Присутствующие удивленно переглянулись.
— Исключено, — ответил мне помощник Йошта. — В эту комнату я вошел около часа ночи, чтобы принять дела, и с того времени не покидал служебное помещение ни на минуту. Нет, пан начальник, ни я, ни кто иной из сотрудников не пользовались этой ночью телеграфным аппаратом.
— Тем не менее, — вполголоса настаивал я, — сегодня ночью, в третьем часу я получил депешу из Верховок.
Воцарилось глухое, напряженное молчание.
— Письмо!
Я вынул из кармана письмо, разорвал конверт: адресовано мне. Йошт писал:
«Ultima Thule, 13 июля
Дорогой Ромек!
Я должен погибнуть — скоро, внезапно. Человек, показавшийся мне сегодняшней ночью в одном из окон лачуги, — я сам. Настал срок исполнить мою миссию, тебя же я выбираю в посредники. Расскажешь людям, засвидетельствуешь истину. Может, тогда поверят, что существует и мир иной… Прощай! Нет! До свидания — до встречи по ту сторону…
Казимеж».
ЧУМАЗЛАЙ
Утомленный беспрерывным хождением по вагонам, охрипший от выкрикивания станций в осенний, влагой набухший воздух, он мог наконец расслабиться на узенькой, обитой клеенкой лавке, радуясь долгожданному роздыху. Нынешний рейс подходил к концу, поезд уже прошел отрезок густо расположенных станций и мчался во весь опор к конечному пункту. Теперь ему больше не придется то и дело срываться с места, сбегать по ступенькам вниз и сорванным голосом объявлять всему свету, что поезд прибыл на станцию такую-то, пересадка туда-то, остановка пять, десять или целых пятнадцать минут.
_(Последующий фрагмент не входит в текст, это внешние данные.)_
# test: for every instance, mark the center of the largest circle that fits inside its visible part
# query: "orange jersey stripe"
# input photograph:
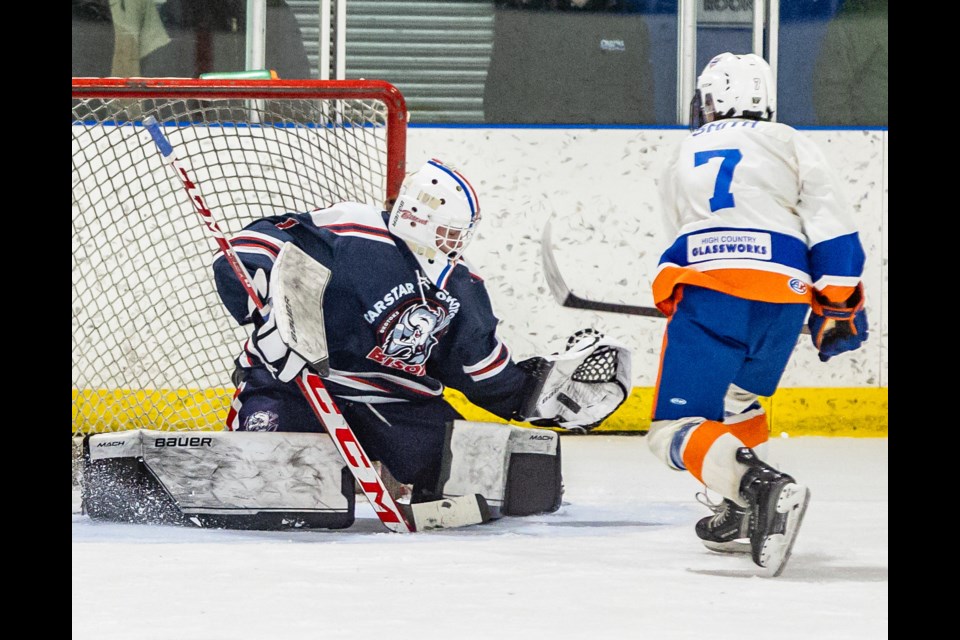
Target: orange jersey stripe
(699, 442)
(752, 432)
(750, 284)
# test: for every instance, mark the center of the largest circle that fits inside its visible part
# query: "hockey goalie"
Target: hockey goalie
(384, 306)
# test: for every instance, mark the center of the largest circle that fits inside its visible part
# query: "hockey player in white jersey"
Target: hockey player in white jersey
(761, 235)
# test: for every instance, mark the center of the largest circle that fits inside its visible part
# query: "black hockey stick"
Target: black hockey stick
(567, 298)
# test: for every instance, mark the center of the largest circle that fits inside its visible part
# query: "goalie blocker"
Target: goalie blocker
(277, 480)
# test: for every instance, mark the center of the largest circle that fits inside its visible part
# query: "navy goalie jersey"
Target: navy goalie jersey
(399, 326)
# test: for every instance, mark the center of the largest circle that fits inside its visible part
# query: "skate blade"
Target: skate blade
(731, 547)
(776, 550)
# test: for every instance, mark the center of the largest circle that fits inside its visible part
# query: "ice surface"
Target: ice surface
(618, 560)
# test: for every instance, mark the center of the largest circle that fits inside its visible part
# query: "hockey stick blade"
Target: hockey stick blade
(567, 298)
(448, 513)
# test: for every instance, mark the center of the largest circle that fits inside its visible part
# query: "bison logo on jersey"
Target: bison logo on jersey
(409, 337)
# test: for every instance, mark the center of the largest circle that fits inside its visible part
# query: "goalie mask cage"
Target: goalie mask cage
(153, 346)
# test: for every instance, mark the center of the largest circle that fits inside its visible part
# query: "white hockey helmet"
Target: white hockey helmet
(436, 210)
(733, 86)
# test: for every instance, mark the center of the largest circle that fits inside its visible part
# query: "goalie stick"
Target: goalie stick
(390, 513)
(567, 298)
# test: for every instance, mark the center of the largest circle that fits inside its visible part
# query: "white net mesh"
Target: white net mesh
(153, 345)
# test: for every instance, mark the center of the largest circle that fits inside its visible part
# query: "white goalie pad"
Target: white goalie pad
(297, 285)
(582, 386)
(232, 476)
(516, 469)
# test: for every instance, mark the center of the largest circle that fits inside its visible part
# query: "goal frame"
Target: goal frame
(265, 89)
(392, 164)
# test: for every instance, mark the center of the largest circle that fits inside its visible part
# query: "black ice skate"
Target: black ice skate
(776, 505)
(727, 530)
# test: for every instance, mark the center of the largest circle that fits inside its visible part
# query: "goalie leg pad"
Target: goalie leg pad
(256, 480)
(517, 470)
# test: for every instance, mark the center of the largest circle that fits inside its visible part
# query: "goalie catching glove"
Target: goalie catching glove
(838, 327)
(579, 388)
(281, 361)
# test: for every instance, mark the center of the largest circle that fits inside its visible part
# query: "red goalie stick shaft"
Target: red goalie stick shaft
(316, 394)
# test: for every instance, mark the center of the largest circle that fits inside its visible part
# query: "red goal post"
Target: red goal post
(153, 346)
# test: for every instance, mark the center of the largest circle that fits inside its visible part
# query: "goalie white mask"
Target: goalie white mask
(436, 210)
(733, 86)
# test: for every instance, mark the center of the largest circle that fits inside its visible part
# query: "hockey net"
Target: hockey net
(153, 346)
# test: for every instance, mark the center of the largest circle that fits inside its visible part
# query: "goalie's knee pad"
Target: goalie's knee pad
(516, 469)
(255, 480)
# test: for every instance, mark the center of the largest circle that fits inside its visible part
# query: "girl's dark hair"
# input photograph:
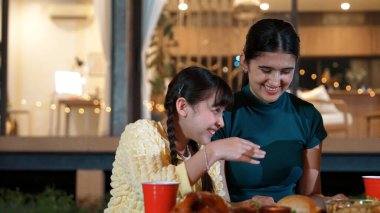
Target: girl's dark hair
(195, 84)
(270, 35)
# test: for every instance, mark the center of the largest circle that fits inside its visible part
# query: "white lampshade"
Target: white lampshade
(68, 82)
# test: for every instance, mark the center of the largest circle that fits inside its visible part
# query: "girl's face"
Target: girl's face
(270, 74)
(202, 120)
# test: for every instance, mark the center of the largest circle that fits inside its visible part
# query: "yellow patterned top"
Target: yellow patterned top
(143, 154)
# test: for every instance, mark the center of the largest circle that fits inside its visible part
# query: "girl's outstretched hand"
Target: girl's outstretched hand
(236, 149)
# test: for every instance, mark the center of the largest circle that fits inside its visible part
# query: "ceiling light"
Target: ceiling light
(264, 6)
(182, 5)
(246, 10)
(345, 6)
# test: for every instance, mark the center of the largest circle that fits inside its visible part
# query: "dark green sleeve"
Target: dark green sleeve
(317, 131)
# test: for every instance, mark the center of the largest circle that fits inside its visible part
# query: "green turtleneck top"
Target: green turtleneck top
(284, 129)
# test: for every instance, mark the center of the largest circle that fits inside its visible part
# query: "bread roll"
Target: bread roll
(201, 202)
(298, 203)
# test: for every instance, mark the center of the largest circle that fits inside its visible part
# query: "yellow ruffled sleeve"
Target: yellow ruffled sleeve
(142, 155)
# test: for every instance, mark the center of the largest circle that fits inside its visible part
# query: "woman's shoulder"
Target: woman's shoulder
(302, 105)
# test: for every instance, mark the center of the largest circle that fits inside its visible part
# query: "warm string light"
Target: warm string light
(336, 84)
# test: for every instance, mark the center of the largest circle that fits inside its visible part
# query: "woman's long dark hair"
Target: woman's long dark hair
(270, 35)
(195, 84)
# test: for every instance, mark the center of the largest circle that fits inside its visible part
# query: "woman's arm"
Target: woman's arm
(310, 182)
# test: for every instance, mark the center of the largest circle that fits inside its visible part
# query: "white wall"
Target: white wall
(39, 45)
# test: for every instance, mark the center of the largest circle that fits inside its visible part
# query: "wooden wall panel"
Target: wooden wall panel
(209, 41)
(335, 41)
(316, 41)
(375, 33)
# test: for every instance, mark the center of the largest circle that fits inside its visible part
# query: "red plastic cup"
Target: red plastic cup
(372, 186)
(159, 196)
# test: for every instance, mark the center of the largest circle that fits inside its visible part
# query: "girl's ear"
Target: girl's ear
(182, 107)
(243, 63)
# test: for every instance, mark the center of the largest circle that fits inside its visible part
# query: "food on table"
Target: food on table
(353, 206)
(203, 202)
(299, 204)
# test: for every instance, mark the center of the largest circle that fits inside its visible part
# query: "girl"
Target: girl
(170, 149)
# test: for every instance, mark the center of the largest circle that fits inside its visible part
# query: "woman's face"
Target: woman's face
(270, 74)
(202, 120)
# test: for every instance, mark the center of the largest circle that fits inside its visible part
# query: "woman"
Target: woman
(169, 150)
(289, 129)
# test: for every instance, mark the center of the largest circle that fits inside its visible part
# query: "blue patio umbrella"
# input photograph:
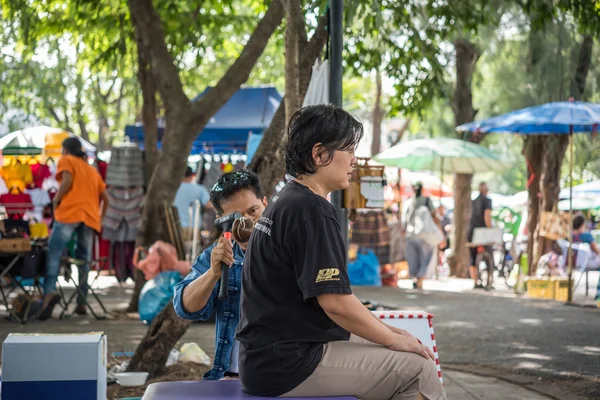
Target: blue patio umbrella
(558, 118)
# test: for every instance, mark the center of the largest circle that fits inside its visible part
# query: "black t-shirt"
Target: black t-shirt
(296, 253)
(480, 204)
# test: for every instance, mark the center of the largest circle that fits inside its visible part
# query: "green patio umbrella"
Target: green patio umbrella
(441, 154)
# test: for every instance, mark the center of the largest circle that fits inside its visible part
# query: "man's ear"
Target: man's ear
(317, 153)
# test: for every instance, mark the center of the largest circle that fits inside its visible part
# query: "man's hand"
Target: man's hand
(221, 253)
(411, 345)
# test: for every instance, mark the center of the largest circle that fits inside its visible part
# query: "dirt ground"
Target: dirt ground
(124, 332)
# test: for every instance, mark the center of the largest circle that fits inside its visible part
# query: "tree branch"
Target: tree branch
(292, 41)
(240, 70)
(583, 67)
(149, 27)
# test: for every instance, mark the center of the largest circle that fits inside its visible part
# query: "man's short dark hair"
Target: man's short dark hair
(578, 221)
(231, 183)
(332, 127)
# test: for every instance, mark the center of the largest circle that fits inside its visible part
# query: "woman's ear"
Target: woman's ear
(317, 154)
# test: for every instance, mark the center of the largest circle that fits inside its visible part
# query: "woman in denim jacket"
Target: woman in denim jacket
(196, 297)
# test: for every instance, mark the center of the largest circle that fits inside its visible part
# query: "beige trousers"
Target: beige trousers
(371, 372)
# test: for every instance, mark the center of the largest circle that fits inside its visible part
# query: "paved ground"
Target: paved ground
(545, 339)
(537, 344)
(464, 386)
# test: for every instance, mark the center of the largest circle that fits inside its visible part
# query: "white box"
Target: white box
(417, 323)
(54, 367)
(487, 236)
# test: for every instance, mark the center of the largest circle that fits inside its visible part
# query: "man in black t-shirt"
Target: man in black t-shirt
(481, 217)
(302, 332)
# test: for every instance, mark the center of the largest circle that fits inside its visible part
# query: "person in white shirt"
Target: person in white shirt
(187, 194)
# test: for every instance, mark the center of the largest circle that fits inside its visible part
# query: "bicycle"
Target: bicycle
(484, 261)
(507, 268)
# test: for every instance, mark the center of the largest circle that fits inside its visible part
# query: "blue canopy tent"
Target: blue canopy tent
(248, 111)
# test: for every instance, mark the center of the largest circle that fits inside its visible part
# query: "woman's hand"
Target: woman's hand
(409, 344)
(222, 253)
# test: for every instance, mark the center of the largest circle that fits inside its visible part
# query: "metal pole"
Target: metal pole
(336, 23)
(570, 253)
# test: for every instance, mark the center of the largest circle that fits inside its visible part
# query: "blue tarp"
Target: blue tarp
(253, 142)
(248, 111)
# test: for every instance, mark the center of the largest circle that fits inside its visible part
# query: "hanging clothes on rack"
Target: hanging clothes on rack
(123, 216)
(125, 180)
(126, 166)
(3, 187)
(40, 172)
(17, 175)
(39, 199)
(16, 203)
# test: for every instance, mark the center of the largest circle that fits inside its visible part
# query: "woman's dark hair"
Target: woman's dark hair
(73, 147)
(231, 183)
(332, 127)
(578, 221)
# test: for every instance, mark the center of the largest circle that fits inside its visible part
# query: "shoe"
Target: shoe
(80, 310)
(50, 301)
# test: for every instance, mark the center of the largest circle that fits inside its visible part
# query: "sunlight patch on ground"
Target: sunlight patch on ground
(587, 350)
(530, 321)
(529, 365)
(533, 356)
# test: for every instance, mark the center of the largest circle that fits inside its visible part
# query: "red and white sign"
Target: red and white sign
(417, 323)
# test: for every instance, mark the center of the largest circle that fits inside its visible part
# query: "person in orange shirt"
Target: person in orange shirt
(76, 210)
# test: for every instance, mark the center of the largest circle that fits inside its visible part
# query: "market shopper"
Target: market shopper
(481, 217)
(76, 211)
(187, 194)
(302, 332)
(418, 251)
(196, 297)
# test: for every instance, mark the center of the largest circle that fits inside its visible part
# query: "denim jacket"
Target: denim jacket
(227, 311)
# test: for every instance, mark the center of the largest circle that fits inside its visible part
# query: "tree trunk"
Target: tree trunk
(292, 89)
(102, 131)
(377, 116)
(149, 121)
(533, 150)
(401, 131)
(83, 129)
(556, 147)
(149, 112)
(554, 154)
(184, 120)
(268, 160)
(153, 351)
(582, 68)
(466, 59)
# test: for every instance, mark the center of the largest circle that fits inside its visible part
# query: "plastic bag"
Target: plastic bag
(191, 352)
(156, 294)
(365, 270)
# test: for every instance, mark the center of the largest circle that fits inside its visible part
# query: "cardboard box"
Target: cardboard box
(54, 367)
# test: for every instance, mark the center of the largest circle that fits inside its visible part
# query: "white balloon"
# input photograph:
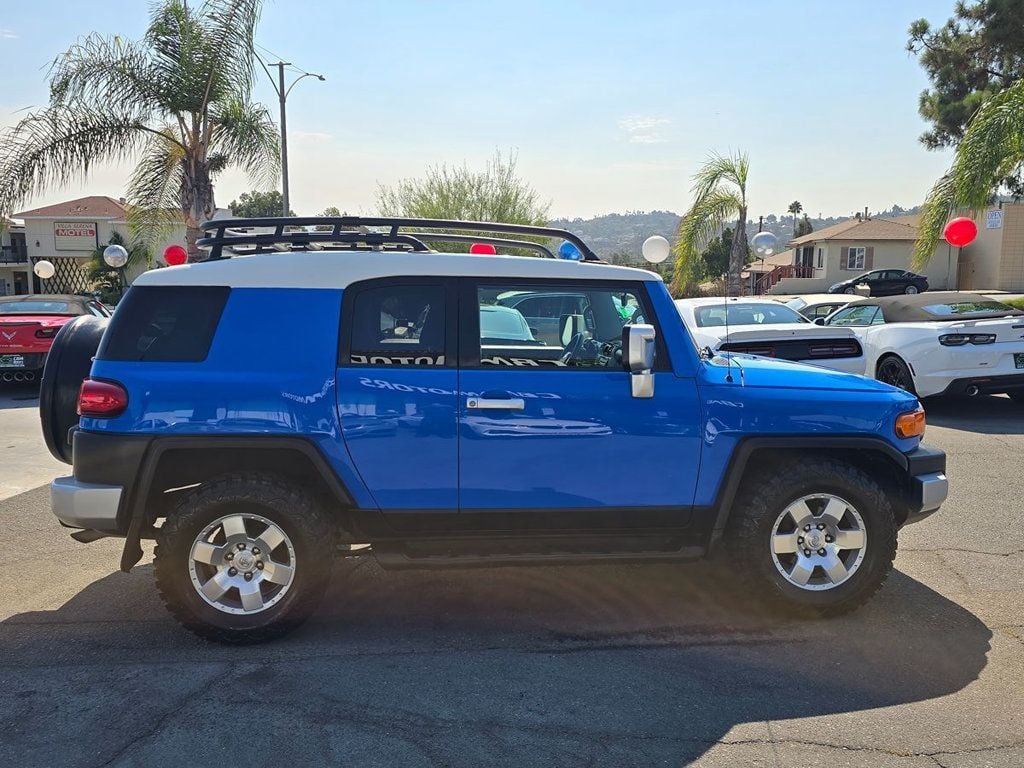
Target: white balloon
(655, 249)
(116, 256)
(44, 269)
(764, 244)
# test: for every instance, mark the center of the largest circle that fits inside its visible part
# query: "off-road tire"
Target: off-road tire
(308, 527)
(759, 504)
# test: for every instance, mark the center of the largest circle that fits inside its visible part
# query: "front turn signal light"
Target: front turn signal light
(910, 424)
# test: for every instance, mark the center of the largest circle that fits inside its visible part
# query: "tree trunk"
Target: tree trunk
(198, 206)
(737, 256)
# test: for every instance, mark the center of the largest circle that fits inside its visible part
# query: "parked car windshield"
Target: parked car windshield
(967, 308)
(862, 314)
(745, 314)
(39, 306)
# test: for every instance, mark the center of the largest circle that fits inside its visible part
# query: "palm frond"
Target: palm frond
(991, 148)
(246, 134)
(155, 194)
(59, 144)
(720, 168)
(706, 218)
(229, 27)
(934, 215)
(99, 72)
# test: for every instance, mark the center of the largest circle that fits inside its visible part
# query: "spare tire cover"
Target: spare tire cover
(67, 366)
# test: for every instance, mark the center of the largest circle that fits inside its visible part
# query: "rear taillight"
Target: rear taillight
(101, 399)
(958, 340)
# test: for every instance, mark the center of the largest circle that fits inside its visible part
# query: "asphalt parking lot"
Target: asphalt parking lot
(589, 666)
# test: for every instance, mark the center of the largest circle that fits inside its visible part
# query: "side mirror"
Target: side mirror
(638, 355)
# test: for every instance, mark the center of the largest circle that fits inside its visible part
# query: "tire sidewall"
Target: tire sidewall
(881, 542)
(193, 516)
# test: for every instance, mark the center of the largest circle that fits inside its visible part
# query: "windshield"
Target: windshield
(745, 314)
(38, 306)
(967, 308)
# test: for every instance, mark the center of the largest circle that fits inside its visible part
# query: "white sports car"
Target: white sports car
(940, 343)
(769, 329)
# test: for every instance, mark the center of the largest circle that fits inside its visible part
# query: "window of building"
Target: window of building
(398, 326)
(855, 257)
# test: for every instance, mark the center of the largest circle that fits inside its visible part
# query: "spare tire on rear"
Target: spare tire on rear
(67, 367)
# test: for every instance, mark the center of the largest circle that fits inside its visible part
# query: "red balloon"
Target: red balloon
(961, 231)
(175, 255)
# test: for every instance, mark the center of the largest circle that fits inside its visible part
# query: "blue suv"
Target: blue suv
(317, 386)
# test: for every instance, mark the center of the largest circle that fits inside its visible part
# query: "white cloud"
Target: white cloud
(644, 129)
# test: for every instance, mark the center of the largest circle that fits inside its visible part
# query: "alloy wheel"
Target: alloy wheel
(242, 563)
(818, 542)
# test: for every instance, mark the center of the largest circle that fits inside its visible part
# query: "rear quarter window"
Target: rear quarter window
(165, 324)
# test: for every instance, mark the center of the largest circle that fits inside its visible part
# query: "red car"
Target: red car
(28, 325)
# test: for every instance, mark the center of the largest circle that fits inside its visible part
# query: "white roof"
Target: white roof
(339, 268)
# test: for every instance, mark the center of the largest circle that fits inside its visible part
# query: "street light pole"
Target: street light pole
(282, 98)
(283, 92)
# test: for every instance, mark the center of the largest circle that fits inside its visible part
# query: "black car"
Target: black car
(884, 283)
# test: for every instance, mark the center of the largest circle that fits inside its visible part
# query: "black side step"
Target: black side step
(492, 552)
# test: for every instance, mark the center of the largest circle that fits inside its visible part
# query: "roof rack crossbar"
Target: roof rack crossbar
(346, 228)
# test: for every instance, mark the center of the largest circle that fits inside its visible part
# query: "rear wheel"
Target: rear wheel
(817, 541)
(244, 558)
(893, 371)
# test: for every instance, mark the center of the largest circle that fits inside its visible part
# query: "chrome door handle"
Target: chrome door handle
(496, 403)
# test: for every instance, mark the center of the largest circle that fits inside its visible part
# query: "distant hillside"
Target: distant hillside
(617, 237)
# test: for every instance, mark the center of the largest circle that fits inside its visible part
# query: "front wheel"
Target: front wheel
(244, 558)
(816, 540)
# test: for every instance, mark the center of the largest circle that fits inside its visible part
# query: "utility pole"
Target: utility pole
(282, 98)
(283, 92)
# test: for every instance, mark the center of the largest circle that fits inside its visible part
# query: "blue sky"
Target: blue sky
(610, 105)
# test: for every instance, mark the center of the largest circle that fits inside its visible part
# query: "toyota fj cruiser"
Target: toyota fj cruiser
(418, 418)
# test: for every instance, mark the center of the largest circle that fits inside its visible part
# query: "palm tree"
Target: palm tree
(991, 150)
(795, 208)
(177, 101)
(719, 197)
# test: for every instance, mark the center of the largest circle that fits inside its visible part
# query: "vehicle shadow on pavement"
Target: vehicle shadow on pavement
(984, 414)
(596, 666)
(18, 395)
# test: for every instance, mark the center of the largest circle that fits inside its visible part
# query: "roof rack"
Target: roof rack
(354, 232)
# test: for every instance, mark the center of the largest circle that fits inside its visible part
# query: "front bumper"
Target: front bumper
(929, 486)
(86, 505)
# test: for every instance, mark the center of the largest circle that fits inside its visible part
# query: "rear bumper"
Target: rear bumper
(985, 384)
(928, 484)
(86, 505)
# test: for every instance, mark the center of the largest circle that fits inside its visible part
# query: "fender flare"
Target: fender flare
(741, 455)
(134, 507)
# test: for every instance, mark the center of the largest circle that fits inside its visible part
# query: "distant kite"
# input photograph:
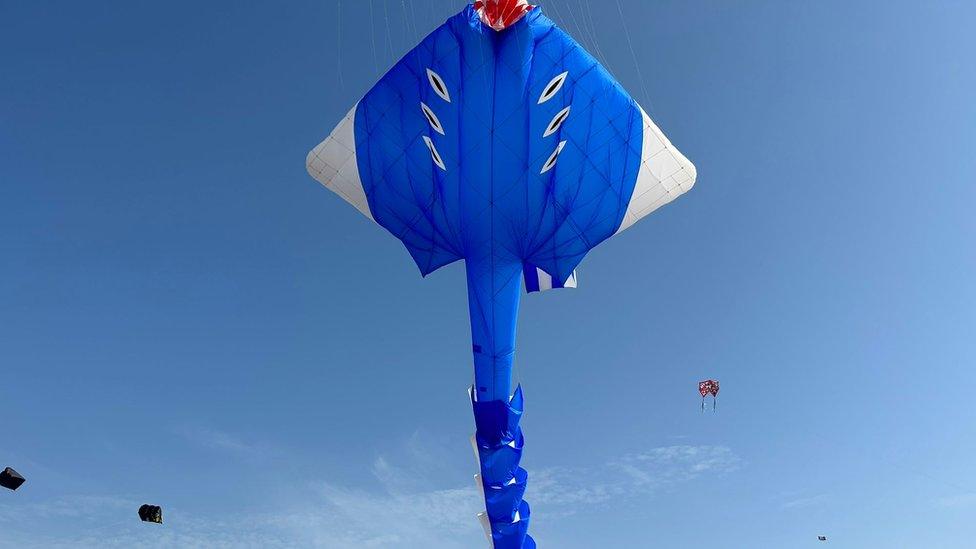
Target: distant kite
(11, 479)
(708, 387)
(501, 142)
(151, 513)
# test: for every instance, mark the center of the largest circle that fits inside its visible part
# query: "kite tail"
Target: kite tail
(498, 443)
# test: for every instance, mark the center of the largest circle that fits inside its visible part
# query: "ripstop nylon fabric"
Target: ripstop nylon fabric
(515, 151)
Он погасил висящий на груди фонарик, поставил его высоко на полку, снял и повесил на крючок шинель.
Суточное дежурство так было забито всяческими делами, что он даже перекусить не успел. Организм требовал своего. Боронь вынул из сумки припасы и занялся едой. Серые выцветшие глаза кондуктора неподвижно уставились в оконное стекло, словно вглядываясь в мир, проносившийся мимо. Стекло подрагивало от неровного хода поезда, но все равно оставалось гладким и черным, не пропускающим сквозь себя ничего.